New Student Loan Changes Could Affect Your Finances
The Department of Education announced big changes to federal student loan programs on November 6, 2025. These latest changes — to federal lending and borrowing limits for certain students — will not only affect current borrowers, but also significantly impact the future of higher education. Plus, these changes also affect existing repayment plans, with the Trump administration overhauling Obama and Biden-era repayment plans to create something known as the Repayment Assistance Plan (RAP) instead. Once the new rules are enacted, they will especially impact low-income borrowers. In particular, those who have not been required to make monthly repayments before are likely to find themselves on the hook for new minimum amounts every month. With that said, many low-income borrowers will ultimately see their loan rates go down under these new repayment plans due to the fact they will waive some existing interest.

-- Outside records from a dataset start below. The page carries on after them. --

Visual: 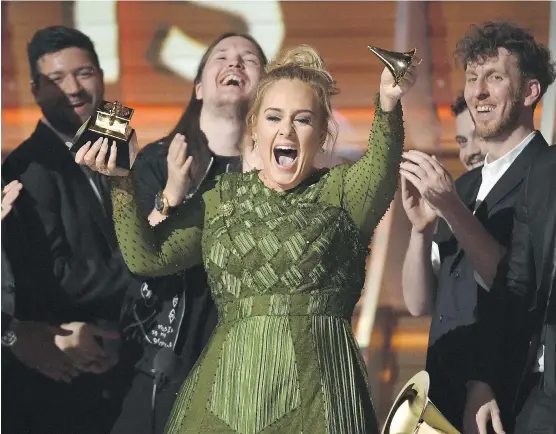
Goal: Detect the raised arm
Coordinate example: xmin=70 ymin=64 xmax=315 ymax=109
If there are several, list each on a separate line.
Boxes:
xmin=323 ymin=95 xmax=404 ymax=241
xmin=111 ymin=177 xmax=205 ymax=276
xmin=75 ymin=134 xmax=208 ymax=276
xmin=321 ymin=65 xmax=416 ymax=243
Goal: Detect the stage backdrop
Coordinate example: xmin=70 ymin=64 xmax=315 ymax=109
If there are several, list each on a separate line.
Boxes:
xmin=2 ymin=0 xmax=549 ymax=168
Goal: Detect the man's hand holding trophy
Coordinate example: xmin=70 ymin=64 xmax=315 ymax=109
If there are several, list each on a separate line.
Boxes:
xmin=67 ymin=101 xmax=139 ymax=176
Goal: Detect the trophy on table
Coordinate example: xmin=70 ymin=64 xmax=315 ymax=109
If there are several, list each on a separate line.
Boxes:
xmin=367 ymin=45 xmax=422 ymax=86
xmin=70 ymin=101 xmax=135 ymax=170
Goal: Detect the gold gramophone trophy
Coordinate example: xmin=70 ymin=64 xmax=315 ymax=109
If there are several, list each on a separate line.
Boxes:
xmin=382 ymin=371 xmax=461 ymax=434
xmin=70 ymin=101 xmax=135 ymax=170
xmin=367 ymin=45 xmax=421 ymax=86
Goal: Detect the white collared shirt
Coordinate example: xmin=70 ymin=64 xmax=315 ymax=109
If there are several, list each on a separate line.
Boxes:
xmin=431 ymin=131 xmax=544 ymax=372
xmin=41 ymin=119 xmax=106 ymax=212
xmin=431 ymin=131 xmax=537 ymax=276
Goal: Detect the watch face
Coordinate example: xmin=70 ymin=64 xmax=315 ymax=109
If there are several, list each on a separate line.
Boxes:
xmin=2 ymin=330 xmax=17 ymax=347
xmin=154 ymin=193 xmax=164 ymax=212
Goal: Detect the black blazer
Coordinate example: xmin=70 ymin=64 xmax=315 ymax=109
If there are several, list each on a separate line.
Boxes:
xmin=485 ymin=143 xmax=556 ymax=416
xmin=427 ymin=133 xmax=548 ymax=427
xmin=2 ymin=122 xmax=139 ymax=323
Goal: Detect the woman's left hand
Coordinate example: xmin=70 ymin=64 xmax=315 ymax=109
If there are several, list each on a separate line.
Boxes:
xmin=380 ymin=57 xmax=420 ymax=111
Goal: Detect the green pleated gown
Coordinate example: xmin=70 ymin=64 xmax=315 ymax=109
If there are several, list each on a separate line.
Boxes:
xmin=112 ymin=99 xmax=404 ymax=434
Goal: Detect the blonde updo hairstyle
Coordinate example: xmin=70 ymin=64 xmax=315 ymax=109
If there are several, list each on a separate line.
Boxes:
xmin=247 ymin=45 xmax=339 ymax=153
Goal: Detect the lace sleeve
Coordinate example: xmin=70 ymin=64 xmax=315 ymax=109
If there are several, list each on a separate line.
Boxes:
xmin=111 ymin=176 xmax=205 ymax=276
xmin=322 ymin=95 xmax=404 ymax=242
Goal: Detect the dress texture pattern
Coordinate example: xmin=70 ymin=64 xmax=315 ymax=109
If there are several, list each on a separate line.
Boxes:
xmin=112 ymin=98 xmax=404 ymax=434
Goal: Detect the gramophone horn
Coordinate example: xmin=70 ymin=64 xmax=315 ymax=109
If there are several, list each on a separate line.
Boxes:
xmin=368 ymin=45 xmax=421 ymax=86
xmin=382 ymin=371 xmax=461 ymax=434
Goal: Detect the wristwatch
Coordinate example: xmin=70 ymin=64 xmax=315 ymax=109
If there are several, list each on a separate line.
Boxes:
xmin=154 ymin=191 xmax=178 ymax=215
xmin=1 ymin=318 xmax=19 ymax=347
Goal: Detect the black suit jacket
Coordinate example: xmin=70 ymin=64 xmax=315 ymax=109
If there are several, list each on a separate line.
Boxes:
xmin=2 ymin=122 xmax=139 ymax=323
xmin=427 ymin=132 xmax=548 ymax=427
xmin=485 ymin=143 xmax=556 ymax=416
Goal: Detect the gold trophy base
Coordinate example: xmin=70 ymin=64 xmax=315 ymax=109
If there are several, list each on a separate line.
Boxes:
xmin=70 ymin=114 xmax=135 ymax=170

These changes come after months of meetings discussing the implementation of President Donald Trump's narrowly passed "One Big Beautiful Bill Act" or OBBBA. The Reimagining and Improving Student Education (RISE) Committee parsed OBBBA's budget legislation, and devised rules that will affect borrowers starting in July 2026. For those who may have lost much sleep trying to decide between the best student loan repayment plans available, or even those who thought twice before aggressively paying off student loans, these new rules could be just one more student-loan induced headache to deal with. While, for others, new student loan rules could be the determining factor in what college or university they can attend, if any at all. In the end, these changes might be enough to make you wonder what would happen if you stopped making student loan payments entirely.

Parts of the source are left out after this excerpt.